The heat management strategy
The fundamental error most August visitors make is trying to operate on their usual travel schedule — museums at 10am, lunch at 1pm, afternoon walk. In August Florence, this puts you outdoors at the worst heat of the day and competing for museum time with everyone who had the same idea.
The better approach, borrowed from how Florentines themselves handle August:
6:30-10am: Everything worth doing outside — Piazzale Michelangelo at sunrise, early morning markets, walking the Oltrarno streets before they fill. The air is still cool, the light is beautiful, and the city is yours.
10am-1pm: Air-conditioned museums. The Uffizi and Accademia are genuinely pleasant in August once you’re inside — both are well cooled. Schedule your major museum visits here.
1-4pm: The Italian afternoon. Eat lunch early (noon to 12:30pm at a proper trattoria), then retreat to your accommodation, the shade of the Boboli Gardens, or a gelato shop with seating. This window is not for sightseeing.
4-7pm: Return to outdoor activity as temperatures drop. Walking tours, the Piazza della Signoria, the river walk along the Lungarni.
7pm onwards: The best part of August in Florence. Long evenings, tables outdoors, aperitivo bars with the terraces filling up, outdoor cinema screenings (the Estate Fiorentina programme runs throughout summer and includes open-air film and music events in various piazzas and parks — free or low cost).
Accommodation advice for August
Hotels in August cost more and require booking further ahead than any other month. The trade-off is that more of the city’s accommodation stock is functioning, as opposed to November when some smaller hotels close for renovation.

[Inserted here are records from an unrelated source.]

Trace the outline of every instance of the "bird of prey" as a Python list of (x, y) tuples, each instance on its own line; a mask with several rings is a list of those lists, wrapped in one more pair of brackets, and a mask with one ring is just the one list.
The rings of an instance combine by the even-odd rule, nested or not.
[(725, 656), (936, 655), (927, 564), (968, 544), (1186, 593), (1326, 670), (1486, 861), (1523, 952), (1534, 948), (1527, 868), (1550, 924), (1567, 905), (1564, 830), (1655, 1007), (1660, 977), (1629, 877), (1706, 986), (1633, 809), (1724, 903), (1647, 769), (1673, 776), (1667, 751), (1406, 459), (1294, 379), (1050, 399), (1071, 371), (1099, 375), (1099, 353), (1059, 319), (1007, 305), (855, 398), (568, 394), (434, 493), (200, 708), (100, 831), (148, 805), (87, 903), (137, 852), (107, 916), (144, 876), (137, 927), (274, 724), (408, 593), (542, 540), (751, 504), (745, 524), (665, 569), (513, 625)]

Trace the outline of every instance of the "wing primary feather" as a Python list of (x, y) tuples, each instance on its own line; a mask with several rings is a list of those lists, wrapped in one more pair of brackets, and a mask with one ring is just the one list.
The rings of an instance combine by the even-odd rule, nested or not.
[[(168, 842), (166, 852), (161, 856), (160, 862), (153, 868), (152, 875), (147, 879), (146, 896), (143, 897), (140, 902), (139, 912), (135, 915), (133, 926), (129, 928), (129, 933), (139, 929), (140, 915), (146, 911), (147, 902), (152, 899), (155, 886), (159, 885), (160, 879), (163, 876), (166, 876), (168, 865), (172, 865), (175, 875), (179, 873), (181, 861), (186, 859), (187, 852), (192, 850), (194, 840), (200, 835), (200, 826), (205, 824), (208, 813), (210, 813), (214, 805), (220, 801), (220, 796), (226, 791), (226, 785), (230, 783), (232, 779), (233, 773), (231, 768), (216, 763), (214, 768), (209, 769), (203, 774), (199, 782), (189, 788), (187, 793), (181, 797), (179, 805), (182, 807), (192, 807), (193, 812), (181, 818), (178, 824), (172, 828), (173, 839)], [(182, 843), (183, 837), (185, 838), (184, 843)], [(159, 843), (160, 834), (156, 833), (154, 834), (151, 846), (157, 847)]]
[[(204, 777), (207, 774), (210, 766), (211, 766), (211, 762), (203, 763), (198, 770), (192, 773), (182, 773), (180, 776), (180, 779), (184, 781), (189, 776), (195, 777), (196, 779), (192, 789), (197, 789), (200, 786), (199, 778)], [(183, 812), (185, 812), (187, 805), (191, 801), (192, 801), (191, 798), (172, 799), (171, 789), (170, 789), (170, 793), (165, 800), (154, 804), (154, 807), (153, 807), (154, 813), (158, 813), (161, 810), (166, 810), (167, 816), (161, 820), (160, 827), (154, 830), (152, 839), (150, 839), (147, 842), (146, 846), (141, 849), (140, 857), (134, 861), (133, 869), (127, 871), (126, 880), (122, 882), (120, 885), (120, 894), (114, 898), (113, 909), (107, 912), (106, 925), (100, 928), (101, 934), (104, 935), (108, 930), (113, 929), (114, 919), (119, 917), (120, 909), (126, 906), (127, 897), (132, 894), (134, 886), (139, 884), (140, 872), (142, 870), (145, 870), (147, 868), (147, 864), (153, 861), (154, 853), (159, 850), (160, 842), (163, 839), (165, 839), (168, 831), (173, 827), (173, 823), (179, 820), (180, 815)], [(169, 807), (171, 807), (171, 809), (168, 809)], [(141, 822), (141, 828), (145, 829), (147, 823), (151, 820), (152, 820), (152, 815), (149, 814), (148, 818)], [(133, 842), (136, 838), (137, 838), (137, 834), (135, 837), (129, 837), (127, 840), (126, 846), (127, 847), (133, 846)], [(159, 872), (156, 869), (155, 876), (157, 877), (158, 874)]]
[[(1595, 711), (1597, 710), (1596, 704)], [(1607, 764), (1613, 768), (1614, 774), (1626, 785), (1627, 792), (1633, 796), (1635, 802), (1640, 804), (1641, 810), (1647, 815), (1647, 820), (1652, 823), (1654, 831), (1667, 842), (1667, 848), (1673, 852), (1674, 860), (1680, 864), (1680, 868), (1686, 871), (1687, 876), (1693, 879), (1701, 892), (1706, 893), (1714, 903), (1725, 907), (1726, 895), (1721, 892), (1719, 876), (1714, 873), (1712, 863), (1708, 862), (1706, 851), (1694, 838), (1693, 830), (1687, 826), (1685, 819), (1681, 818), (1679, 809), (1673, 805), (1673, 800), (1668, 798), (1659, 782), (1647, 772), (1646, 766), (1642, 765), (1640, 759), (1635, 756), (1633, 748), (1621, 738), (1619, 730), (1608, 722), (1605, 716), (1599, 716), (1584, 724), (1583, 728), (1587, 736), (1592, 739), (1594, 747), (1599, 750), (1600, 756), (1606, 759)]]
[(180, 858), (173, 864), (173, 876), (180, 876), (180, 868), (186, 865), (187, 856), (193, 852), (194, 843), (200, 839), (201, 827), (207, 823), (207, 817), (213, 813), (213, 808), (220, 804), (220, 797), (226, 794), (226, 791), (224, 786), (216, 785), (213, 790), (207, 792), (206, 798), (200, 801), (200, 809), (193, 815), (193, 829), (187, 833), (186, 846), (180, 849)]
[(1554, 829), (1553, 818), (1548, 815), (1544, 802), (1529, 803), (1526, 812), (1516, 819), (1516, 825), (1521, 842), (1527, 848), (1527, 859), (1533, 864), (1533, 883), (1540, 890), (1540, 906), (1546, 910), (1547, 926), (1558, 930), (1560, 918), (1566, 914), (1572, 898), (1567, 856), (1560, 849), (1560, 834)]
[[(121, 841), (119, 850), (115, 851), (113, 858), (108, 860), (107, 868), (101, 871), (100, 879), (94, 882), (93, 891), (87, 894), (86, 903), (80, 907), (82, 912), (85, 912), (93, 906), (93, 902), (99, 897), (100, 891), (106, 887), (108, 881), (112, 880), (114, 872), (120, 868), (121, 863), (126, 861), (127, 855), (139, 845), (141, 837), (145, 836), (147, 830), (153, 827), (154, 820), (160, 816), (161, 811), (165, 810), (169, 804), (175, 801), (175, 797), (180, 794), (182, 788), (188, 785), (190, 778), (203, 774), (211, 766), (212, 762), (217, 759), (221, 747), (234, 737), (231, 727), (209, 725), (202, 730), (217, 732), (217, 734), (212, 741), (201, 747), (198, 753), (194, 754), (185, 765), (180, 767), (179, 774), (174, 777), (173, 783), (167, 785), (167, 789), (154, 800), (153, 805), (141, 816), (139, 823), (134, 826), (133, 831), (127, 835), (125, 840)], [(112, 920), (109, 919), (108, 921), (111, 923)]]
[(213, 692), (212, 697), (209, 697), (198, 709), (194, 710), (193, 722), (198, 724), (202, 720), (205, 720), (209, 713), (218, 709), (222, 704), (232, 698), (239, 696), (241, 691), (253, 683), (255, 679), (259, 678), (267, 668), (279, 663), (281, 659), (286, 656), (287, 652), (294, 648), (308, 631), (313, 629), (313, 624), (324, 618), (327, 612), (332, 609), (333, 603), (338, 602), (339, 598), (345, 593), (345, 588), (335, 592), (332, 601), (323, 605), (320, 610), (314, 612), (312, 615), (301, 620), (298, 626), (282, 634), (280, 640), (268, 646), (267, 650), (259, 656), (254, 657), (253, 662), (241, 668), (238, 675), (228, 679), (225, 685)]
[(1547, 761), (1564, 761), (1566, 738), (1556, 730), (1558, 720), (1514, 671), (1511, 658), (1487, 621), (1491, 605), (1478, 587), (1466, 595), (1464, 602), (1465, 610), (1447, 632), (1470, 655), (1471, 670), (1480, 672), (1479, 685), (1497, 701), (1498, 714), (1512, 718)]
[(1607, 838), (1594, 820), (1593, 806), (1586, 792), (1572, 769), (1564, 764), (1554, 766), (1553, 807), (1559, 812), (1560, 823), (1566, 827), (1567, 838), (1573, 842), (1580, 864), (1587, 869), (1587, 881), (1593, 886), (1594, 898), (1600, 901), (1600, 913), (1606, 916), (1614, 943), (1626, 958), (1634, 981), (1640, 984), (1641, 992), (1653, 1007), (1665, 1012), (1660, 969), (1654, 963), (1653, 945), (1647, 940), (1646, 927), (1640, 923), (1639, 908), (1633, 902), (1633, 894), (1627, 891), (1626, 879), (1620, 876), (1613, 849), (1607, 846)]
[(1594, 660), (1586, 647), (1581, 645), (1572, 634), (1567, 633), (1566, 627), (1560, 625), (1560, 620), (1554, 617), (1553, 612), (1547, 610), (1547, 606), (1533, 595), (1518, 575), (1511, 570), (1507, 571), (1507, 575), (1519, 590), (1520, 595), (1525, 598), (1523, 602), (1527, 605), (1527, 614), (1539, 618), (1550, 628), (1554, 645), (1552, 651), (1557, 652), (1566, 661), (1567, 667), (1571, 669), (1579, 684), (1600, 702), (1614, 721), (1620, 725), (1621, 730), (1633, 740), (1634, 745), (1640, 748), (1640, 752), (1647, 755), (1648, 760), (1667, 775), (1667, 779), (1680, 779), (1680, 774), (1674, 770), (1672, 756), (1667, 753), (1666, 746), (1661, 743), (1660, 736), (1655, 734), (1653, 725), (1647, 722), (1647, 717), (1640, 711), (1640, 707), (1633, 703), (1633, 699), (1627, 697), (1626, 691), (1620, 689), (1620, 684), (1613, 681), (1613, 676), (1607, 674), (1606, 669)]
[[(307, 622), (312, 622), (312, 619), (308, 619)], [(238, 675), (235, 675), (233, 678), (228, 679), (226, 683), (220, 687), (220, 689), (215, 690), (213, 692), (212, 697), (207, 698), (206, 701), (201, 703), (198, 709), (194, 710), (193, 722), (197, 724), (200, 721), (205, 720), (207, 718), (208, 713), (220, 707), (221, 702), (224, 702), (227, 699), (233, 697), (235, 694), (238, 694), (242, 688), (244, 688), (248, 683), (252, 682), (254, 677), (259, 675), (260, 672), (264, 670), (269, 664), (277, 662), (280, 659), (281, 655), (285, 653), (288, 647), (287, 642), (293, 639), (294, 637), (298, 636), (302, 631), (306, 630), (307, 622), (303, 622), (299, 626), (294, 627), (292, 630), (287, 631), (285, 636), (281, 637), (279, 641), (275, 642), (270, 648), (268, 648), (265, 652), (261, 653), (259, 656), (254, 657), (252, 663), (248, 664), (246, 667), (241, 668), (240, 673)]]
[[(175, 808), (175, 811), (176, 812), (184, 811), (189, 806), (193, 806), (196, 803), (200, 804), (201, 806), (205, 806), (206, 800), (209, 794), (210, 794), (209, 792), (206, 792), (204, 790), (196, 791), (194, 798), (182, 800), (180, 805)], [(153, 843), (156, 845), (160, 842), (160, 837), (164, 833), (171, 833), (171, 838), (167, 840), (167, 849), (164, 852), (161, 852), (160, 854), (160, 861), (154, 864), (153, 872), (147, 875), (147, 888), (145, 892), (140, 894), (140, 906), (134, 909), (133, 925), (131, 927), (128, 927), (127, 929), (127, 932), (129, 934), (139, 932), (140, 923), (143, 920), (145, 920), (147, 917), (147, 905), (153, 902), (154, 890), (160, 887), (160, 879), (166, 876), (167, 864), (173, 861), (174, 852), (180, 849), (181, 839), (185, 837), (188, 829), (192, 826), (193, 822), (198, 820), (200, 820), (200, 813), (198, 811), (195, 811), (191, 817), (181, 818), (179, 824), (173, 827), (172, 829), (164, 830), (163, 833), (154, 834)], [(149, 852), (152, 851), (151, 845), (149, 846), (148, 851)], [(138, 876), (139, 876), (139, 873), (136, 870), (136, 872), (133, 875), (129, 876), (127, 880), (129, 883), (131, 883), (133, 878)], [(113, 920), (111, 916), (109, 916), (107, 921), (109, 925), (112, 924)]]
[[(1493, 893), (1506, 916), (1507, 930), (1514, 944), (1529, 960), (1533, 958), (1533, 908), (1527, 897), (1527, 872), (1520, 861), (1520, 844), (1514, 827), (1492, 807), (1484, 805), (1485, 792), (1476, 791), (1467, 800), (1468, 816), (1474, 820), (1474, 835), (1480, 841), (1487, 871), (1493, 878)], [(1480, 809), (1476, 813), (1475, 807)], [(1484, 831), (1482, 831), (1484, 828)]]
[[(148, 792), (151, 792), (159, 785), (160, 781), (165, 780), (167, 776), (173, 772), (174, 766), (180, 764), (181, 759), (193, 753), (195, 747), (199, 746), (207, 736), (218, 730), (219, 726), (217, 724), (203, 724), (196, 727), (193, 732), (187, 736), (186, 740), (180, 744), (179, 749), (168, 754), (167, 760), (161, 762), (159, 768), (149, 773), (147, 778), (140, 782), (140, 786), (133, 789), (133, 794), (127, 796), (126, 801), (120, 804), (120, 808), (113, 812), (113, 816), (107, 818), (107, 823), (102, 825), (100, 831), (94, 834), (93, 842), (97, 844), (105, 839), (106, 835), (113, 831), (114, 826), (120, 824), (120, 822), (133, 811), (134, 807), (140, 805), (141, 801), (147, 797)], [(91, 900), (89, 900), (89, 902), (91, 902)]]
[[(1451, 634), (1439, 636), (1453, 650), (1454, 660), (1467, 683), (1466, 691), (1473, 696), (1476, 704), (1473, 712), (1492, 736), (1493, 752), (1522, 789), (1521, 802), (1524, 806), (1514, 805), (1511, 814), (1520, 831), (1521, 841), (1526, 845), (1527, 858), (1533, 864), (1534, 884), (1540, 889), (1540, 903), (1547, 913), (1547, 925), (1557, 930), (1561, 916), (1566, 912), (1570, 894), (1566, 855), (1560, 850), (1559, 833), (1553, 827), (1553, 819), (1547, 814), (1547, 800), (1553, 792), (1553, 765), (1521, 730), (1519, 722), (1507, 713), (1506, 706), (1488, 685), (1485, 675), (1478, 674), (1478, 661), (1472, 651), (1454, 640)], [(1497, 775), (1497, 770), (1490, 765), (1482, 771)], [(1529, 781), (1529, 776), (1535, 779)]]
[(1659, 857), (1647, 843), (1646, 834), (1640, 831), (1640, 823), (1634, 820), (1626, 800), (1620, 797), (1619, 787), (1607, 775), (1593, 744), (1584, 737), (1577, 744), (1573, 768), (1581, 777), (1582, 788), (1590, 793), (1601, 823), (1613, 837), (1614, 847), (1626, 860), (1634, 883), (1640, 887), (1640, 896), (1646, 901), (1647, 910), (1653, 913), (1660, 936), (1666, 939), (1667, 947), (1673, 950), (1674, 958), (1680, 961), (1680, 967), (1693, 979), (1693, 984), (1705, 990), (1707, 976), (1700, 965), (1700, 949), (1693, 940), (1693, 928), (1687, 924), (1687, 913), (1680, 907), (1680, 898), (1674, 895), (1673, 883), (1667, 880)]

Book the following as early as you can confirm your dates:
- Your hotel (2-3 months in advance minimum for good options)
- Uffizi timed entry (book the day slots open — typically 60 days ahead)
- Accademia timed entry (same approach)
- Any restaurant with a specific garden or terrace (outdoor dining fills up fast in summer)
My honest verdict
August is Florence on hard mode. The heat, crowds, and Ferragosto closures create a genuinely difficult travel environment. If you have a choice of months, go in April, May, September, or October — you’ll have better weather, shorter queues, and more of Florence’s authentic local life available to you.
But if August is what you have, then plan around the heat (early mornings, museum afternoons, evening everything), book every museum ticket in advance, and embrace the golden-hour version of the city that the crowds can’t touch because they’ve all gone to dinner.
It’s different from the Florence of spring. It’s not lesser.